Mozilla Releases First Patch of the Year


Mozilla released the latest version of its Firefox Web browser, version 3.0.6, this week. This latest release fixes several security-related issues with the browser. Specifically, it fixes a critical vulnerability related to the layout and JavaScript engines, two critical issues that address cross-site scripting and local file stealing, one moderate vulnerability that could run arbitrary code by injecting it into a Chrome document, and two minor issues that fix cached pages and cookies. In addition to the security vulnerabilities, 3.0.6 fixes several stability issues, a screen display problem, and improvement for scripting.
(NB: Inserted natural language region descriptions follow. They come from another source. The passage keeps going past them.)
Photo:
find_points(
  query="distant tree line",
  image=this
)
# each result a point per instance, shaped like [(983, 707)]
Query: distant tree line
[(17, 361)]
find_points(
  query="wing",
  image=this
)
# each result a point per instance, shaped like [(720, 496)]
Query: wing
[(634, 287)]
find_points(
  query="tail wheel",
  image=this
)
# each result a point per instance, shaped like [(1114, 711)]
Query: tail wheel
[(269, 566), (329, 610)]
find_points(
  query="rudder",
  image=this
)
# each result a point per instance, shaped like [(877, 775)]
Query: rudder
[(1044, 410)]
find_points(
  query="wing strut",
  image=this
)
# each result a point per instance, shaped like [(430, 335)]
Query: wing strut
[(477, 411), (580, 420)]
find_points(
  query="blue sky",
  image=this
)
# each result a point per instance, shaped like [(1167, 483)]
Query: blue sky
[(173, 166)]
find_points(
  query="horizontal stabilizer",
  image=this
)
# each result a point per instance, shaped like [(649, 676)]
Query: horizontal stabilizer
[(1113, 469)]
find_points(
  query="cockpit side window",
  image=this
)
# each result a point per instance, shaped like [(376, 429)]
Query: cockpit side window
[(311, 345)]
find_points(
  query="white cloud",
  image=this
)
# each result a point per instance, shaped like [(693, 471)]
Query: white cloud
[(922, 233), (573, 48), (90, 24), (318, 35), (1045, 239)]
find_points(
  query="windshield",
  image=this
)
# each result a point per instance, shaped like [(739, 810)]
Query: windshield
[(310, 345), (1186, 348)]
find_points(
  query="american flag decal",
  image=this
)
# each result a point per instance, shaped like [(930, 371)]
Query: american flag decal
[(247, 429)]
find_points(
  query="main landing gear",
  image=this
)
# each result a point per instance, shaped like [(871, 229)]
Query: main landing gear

I personally am a big fan of the Firefox browser. I like all the plug-ins available for it, its security model, the speed at which it loads, and its tabbed browsing capability. I also like the fact that Mozilla has a clear release schedule:


  • Platform releases every 12 to 15 months and product releases every 6 to 9 months with product releases between platform releases limited to new features and enhancements with minimal back-end impact, e.g. API additions to the platform but no incompatible changes.
  • Adoption of a consumer-focused support cycle where only the current plus the last major release at any given time would be supported with security and stability updates for up to six months, following general availability of the current release. We'll work with downstream enterprise-oriented distributors and support vendors to provide a program to enable extended support for otherwise legacy releases.
  • Scheduling security and stability updates every 6 to 8 weeks to provide a vehicle to address security and stability issues with critical security vulnerabilities addressed "out of band," unencumbered by other patches.


So although it is another release we have to deal with, this shouldn't be a surprise. Mozilla has been consistent with its release schedule, making improvements and fixing vulnerabilities as it has promised.